Mrs. F. What do you want to stop at a shop for?
Mr. F. Why, then I can go in, and ask where we are.
Mrs. F. And how do you expect them to know where we are! (She sees a smear of light in the distance.) MARMADUKE, there's a linkman. Get out quick, and hire him to lead the way.
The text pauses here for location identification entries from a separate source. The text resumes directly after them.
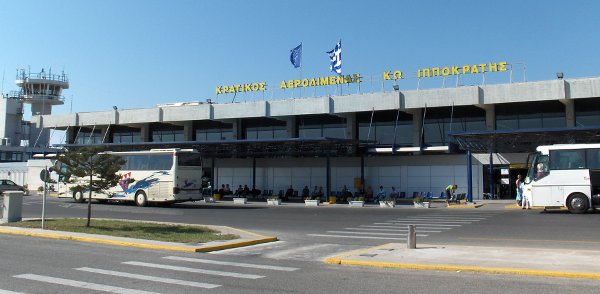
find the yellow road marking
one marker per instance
(532, 240)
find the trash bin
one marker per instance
(13, 203)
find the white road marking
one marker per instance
(247, 265)
(403, 223)
(355, 237)
(444, 219)
(148, 278)
(9, 292)
(372, 233)
(250, 248)
(79, 284)
(396, 226)
(391, 230)
(194, 270)
(298, 251)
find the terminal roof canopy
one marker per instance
(248, 148)
(523, 140)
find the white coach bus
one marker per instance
(158, 175)
(565, 175)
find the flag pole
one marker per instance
(301, 53)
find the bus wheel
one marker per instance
(78, 197)
(141, 199)
(578, 203)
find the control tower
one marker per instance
(42, 91)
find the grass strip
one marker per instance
(130, 229)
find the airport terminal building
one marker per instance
(417, 140)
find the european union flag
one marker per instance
(296, 56)
(335, 56)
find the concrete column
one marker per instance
(188, 131)
(417, 124)
(351, 127)
(104, 137)
(292, 129)
(236, 129)
(145, 132)
(490, 116)
(71, 133)
(569, 112)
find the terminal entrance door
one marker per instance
(503, 177)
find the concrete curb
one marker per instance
(490, 270)
(466, 206)
(139, 243)
(343, 259)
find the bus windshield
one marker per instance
(189, 159)
(538, 168)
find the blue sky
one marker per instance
(136, 54)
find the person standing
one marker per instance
(306, 193)
(518, 184)
(380, 194)
(450, 189)
(525, 201)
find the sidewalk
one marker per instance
(246, 238)
(578, 264)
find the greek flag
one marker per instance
(335, 56)
(296, 56)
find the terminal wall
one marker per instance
(299, 106)
(441, 97)
(69, 119)
(138, 116)
(584, 88)
(240, 110)
(187, 113)
(365, 102)
(407, 173)
(97, 118)
(521, 92)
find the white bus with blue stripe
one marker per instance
(564, 175)
(156, 176)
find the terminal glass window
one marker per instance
(167, 135)
(127, 137)
(88, 137)
(214, 134)
(270, 132)
(441, 121)
(322, 130)
(587, 112)
(530, 115)
(148, 162)
(383, 133)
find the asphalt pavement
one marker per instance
(488, 259)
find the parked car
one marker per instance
(8, 185)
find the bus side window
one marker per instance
(593, 158)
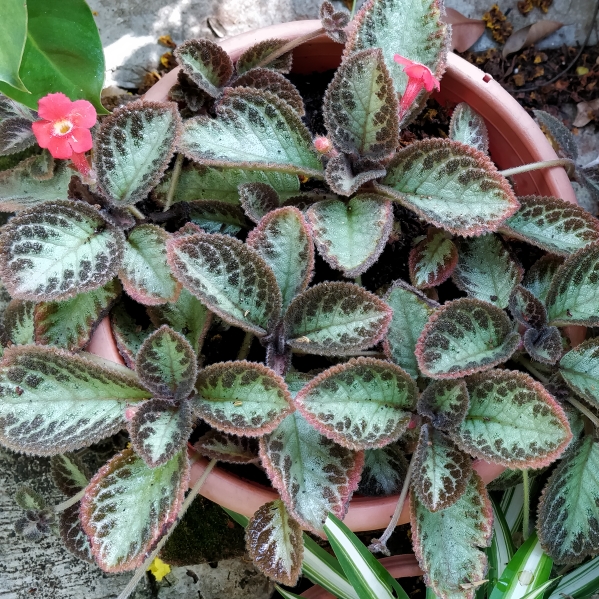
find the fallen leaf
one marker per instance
(529, 35)
(464, 31)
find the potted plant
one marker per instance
(450, 370)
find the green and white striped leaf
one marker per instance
(53, 402)
(150, 498)
(58, 250)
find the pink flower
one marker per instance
(419, 77)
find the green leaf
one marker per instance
(70, 323)
(486, 271)
(313, 474)
(63, 53)
(335, 319)
(150, 499)
(53, 401)
(351, 235)
(433, 260)
(241, 398)
(512, 421)
(282, 238)
(448, 544)
(274, 543)
(411, 311)
(552, 224)
(362, 404)
(230, 278)
(206, 64)
(450, 185)
(360, 106)
(568, 524)
(253, 129)
(465, 336)
(144, 272)
(133, 148)
(58, 250)
(572, 297)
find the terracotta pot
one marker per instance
(514, 139)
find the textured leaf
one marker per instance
(206, 64)
(159, 430)
(572, 297)
(411, 311)
(442, 471)
(253, 129)
(282, 238)
(433, 260)
(568, 524)
(350, 235)
(53, 401)
(230, 278)
(553, 225)
(336, 318)
(448, 544)
(70, 323)
(166, 364)
(58, 250)
(243, 398)
(362, 404)
(133, 148)
(465, 336)
(144, 272)
(512, 421)
(274, 543)
(450, 185)
(313, 474)
(150, 498)
(468, 127)
(445, 403)
(360, 106)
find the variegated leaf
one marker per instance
(150, 498)
(70, 323)
(58, 250)
(160, 429)
(486, 271)
(133, 148)
(513, 421)
(313, 474)
(230, 278)
(350, 235)
(336, 318)
(553, 225)
(253, 129)
(568, 524)
(166, 364)
(362, 404)
(53, 401)
(411, 311)
(465, 336)
(144, 272)
(274, 543)
(360, 106)
(241, 398)
(450, 185)
(283, 239)
(433, 260)
(441, 470)
(449, 544)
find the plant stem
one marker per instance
(380, 544)
(174, 181)
(534, 166)
(188, 501)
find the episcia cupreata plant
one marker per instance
(219, 214)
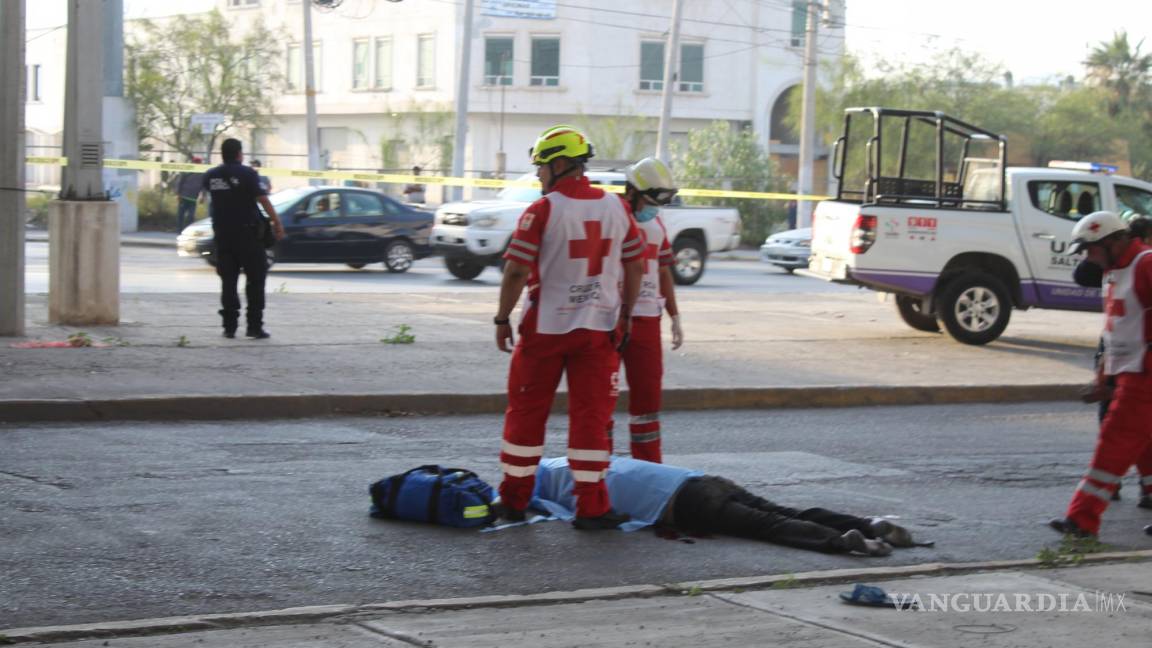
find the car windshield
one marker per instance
(287, 197)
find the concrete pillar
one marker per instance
(84, 263)
(12, 167)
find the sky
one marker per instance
(1035, 39)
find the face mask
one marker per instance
(646, 213)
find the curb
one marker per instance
(304, 406)
(131, 241)
(316, 613)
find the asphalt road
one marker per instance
(135, 520)
(159, 270)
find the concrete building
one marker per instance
(386, 76)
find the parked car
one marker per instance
(474, 235)
(964, 240)
(788, 249)
(333, 225)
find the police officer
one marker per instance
(237, 227)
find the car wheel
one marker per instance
(911, 311)
(399, 256)
(463, 268)
(975, 308)
(689, 261)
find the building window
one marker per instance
(295, 65)
(691, 68)
(383, 63)
(498, 59)
(800, 22)
(360, 63)
(32, 78)
(545, 62)
(425, 60)
(651, 66)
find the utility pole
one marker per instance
(84, 225)
(313, 133)
(671, 55)
(462, 83)
(808, 117)
(12, 167)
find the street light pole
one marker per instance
(12, 167)
(313, 134)
(462, 83)
(669, 80)
(808, 117)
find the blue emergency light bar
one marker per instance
(1091, 167)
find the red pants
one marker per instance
(643, 360)
(538, 361)
(1126, 438)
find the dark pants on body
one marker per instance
(241, 251)
(712, 504)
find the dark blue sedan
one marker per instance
(333, 225)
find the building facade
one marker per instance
(386, 76)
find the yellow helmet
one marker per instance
(560, 142)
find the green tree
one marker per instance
(1121, 69)
(191, 63)
(721, 156)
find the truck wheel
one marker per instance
(399, 256)
(689, 261)
(463, 268)
(975, 308)
(911, 311)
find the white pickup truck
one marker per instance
(475, 234)
(959, 239)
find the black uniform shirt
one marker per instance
(234, 188)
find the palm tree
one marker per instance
(1121, 69)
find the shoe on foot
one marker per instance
(507, 513)
(892, 534)
(609, 520)
(1068, 527)
(855, 542)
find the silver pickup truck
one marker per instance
(472, 235)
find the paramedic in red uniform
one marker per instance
(1126, 432)
(573, 248)
(650, 186)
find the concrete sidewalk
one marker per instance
(960, 604)
(167, 360)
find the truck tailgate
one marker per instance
(832, 230)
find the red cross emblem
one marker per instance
(593, 248)
(651, 253)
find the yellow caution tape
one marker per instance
(403, 179)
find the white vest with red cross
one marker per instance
(650, 303)
(580, 264)
(1123, 322)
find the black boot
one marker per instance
(609, 520)
(230, 322)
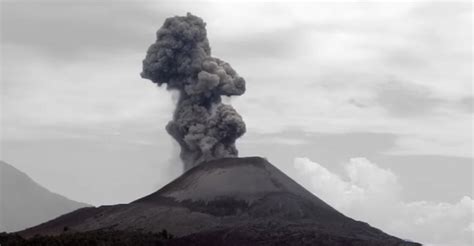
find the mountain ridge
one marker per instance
(245, 200)
(25, 203)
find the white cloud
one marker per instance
(369, 193)
(317, 64)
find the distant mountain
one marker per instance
(231, 201)
(24, 203)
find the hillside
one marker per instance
(230, 201)
(25, 203)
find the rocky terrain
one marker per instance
(25, 203)
(230, 201)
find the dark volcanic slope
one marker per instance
(24, 203)
(232, 201)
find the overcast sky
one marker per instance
(369, 106)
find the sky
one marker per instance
(368, 105)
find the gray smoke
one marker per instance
(204, 127)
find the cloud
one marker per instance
(406, 99)
(326, 67)
(74, 29)
(373, 194)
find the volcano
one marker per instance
(229, 201)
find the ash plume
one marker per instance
(204, 127)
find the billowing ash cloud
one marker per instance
(204, 127)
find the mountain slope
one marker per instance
(24, 203)
(231, 201)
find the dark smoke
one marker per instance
(204, 127)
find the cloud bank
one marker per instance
(373, 194)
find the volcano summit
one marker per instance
(229, 201)
(220, 199)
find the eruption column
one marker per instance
(204, 127)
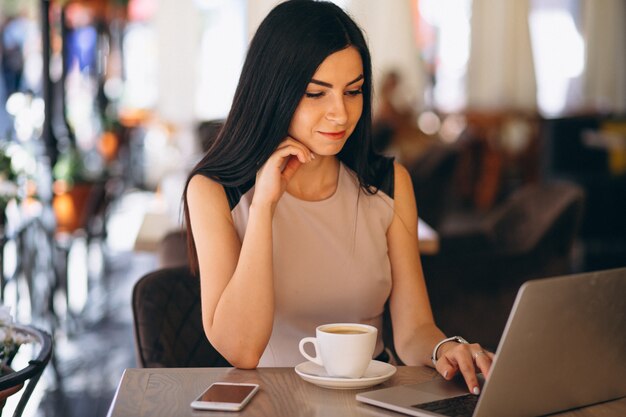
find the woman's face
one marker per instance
(332, 104)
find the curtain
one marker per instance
(604, 79)
(501, 73)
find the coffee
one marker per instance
(344, 330)
(344, 349)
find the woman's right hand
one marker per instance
(278, 170)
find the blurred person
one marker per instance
(294, 221)
(395, 130)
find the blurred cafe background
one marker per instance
(509, 114)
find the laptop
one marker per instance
(563, 347)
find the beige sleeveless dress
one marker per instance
(330, 263)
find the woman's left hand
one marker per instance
(468, 359)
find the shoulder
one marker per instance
(202, 187)
(402, 179)
(404, 200)
(385, 176)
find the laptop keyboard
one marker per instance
(462, 406)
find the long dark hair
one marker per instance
(288, 47)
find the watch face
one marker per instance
(457, 339)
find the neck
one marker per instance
(316, 180)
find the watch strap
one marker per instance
(457, 339)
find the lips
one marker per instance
(334, 135)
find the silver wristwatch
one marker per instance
(457, 339)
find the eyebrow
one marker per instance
(329, 85)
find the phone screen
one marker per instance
(226, 393)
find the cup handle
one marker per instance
(317, 359)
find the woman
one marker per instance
(294, 221)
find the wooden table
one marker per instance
(168, 392)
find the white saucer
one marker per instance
(376, 373)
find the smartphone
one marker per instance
(226, 396)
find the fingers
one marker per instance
(483, 360)
(291, 146)
(466, 359)
(292, 165)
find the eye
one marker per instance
(313, 95)
(354, 92)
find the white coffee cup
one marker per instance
(343, 349)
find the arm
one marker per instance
(415, 332)
(237, 289)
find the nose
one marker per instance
(337, 112)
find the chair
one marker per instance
(473, 280)
(30, 373)
(168, 321)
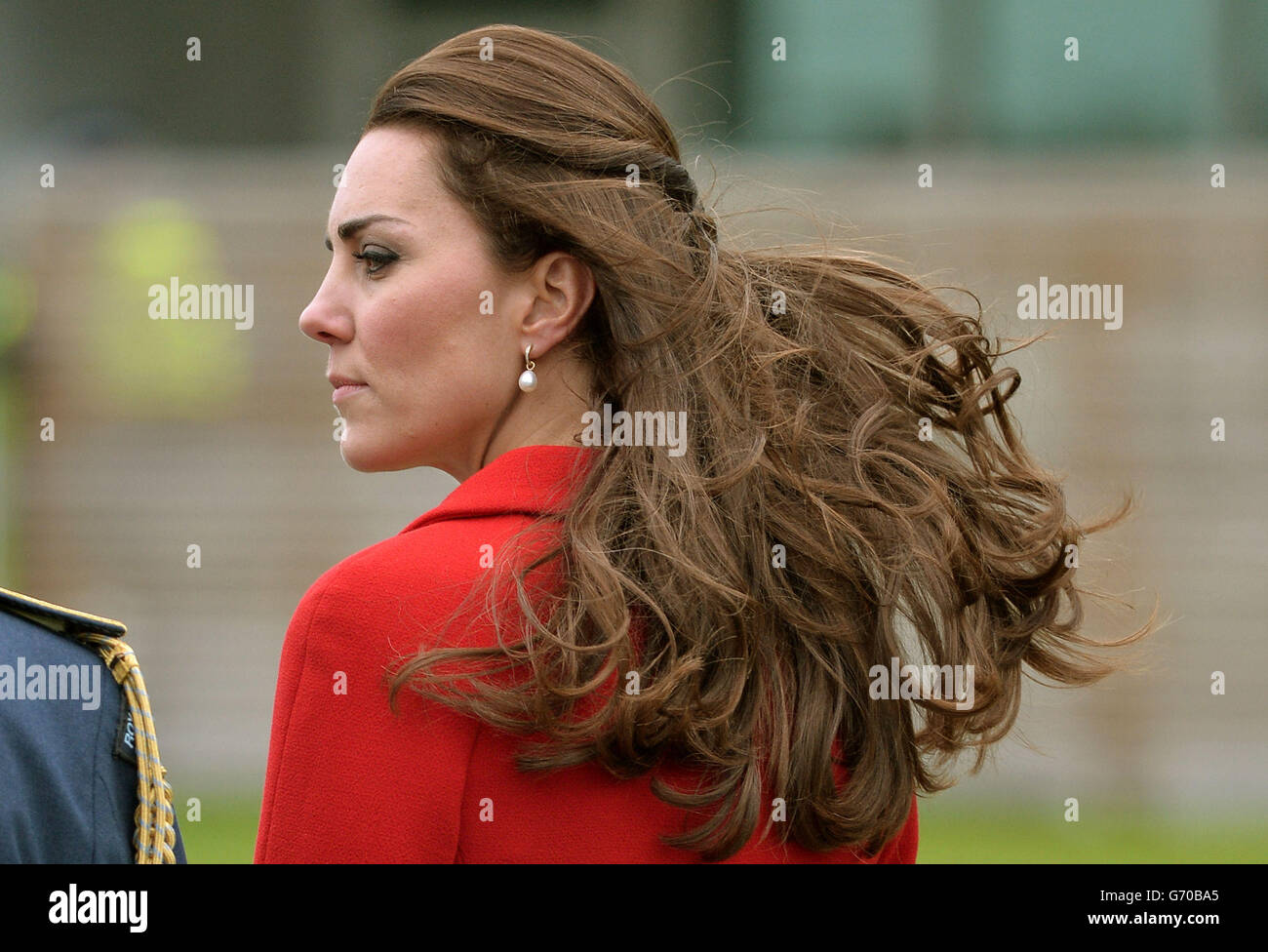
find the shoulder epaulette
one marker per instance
(58, 617)
(155, 834)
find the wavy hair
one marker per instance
(844, 499)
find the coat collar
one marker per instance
(529, 479)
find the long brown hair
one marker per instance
(842, 500)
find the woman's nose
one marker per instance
(325, 318)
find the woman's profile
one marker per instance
(744, 549)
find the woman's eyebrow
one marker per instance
(354, 224)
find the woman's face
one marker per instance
(406, 318)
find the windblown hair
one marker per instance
(836, 409)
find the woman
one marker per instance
(709, 500)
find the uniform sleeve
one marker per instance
(347, 779)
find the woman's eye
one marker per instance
(376, 258)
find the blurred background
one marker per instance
(126, 162)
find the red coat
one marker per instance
(349, 781)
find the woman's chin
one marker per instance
(373, 459)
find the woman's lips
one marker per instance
(346, 390)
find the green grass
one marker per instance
(976, 833)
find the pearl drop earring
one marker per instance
(528, 379)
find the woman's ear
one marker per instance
(563, 289)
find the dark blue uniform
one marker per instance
(67, 740)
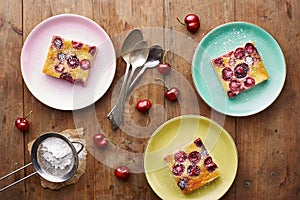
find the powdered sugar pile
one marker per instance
(55, 156)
Mr. F. (who gets out, and follows in the direction of the light, grumbling to himself). Hallo!—not past the Park yet—here's the railings! Well, if I keep close to them, I shall—(He suddenly collides with a bench.) Phew! Oh, confound it! (He rubs his shins.) Now, if it hadn't been for FANNY, I—Where's that linkman? Hi!—you there!—stop! (The light stops.) Look here—I want you to come to my carriage, and show my man the way out of this!
Voice from behind the Railings. We got to find our own way out fust, Guv'nor. We're inside!
A Belated Reveller (lurching up to Mr. F.) Beg your pardon, bur cou' you dreck me nearesht way—er—Dawshon Plashe?
Mr. F. (savagely). First turning to the right, third to the left, and then straight on till you come to it!
The B.R.. I'm exsheedingly 'blished; (confidentially) fact ish, I'm shuffrin' shli' 'fection eyeshi', an' I 'shure you, can't shee anyshing dishtingly to-ni'. (He cannons against a lamp-post, to which he clings affectionately, as a Policeman emerges from the gloom.)
Policeman. Now then, what are you doing 'ere, eh?
The B.R. Itsh all ri', P'lishman, thish gerrilman—(patting lamp-post affectionately)—has kindly promished shee me home.